When I first read of these kinds of results more than a decade ago, it warmed the cockles of my heart. But then I read Steven Landsburg’s fundamental critique. I posted about it here. Nothing I have seen since has answered that critique.
Here’s the critique, in my words. The experimenters seem to think there are only 2 parties with wealth at stake: the first player and the second player. But this game does not create wealth. It redistributes wealth from the experimenters to the players. The overall game, ignoring the cost of time, is zero-sum, no matter what Player 1 and Player 2 choose.

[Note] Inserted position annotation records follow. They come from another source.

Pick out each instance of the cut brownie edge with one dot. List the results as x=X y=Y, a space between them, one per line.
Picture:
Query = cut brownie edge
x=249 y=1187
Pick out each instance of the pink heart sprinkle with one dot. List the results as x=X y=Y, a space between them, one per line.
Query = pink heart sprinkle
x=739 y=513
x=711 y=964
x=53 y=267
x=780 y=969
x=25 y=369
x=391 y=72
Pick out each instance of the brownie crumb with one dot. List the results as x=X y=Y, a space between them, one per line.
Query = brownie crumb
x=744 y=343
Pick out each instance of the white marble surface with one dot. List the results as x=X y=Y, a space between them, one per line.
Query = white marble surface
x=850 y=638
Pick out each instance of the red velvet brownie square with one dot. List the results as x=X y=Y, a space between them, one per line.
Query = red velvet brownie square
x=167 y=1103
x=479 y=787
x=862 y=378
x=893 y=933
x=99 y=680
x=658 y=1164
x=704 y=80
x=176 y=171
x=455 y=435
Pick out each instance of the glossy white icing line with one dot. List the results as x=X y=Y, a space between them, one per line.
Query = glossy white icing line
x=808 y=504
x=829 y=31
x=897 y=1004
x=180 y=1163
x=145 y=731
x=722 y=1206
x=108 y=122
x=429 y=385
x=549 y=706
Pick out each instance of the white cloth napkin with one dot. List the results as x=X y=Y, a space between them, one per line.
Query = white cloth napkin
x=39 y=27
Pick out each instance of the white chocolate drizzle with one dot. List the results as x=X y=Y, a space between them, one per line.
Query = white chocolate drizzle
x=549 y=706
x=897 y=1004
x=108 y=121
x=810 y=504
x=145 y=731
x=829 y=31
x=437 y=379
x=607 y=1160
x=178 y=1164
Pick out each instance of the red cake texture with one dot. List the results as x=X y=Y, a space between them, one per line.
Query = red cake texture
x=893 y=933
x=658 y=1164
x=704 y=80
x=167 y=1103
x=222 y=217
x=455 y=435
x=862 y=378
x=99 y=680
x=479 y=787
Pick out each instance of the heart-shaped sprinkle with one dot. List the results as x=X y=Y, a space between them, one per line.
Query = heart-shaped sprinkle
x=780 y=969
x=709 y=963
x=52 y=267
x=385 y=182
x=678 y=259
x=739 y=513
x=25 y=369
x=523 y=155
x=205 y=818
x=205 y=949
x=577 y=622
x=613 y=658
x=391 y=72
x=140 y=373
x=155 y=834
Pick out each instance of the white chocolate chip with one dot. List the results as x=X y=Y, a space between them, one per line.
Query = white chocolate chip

You could argue that, of course, neither player will take account of this loss to the experimenters. They can tell themselves that the experimenters want to spend this money so that it’s not really a loss. Ok, but even if that’s true, here’s the problem with that. Presumably the experimenters have a fixed budget. When they run out, the experiment stops. If the players in a particular round act so that neither gets any money, this leaves more money for future players. So somehow we’re supposed to think that people are considerate of the stranger they’re playing with but not of other strangers. Maybe that’s true. But then it certainly doesn’t imply what the experimenters say it implies. It suggests that the players focus on who’s playing with them and don’t care about anyone else.
And if we’re supposed to assume that the players don’t think about where the wealth comes from, then that means we’re supposed to assume that the players think there’s a free lunch. That’s hardly grounds for optimism.
Fortunately, the rest of Ridley’s chapter has actual examples of people in the real world cooperating with strangers to create wealth, not just redistribute it.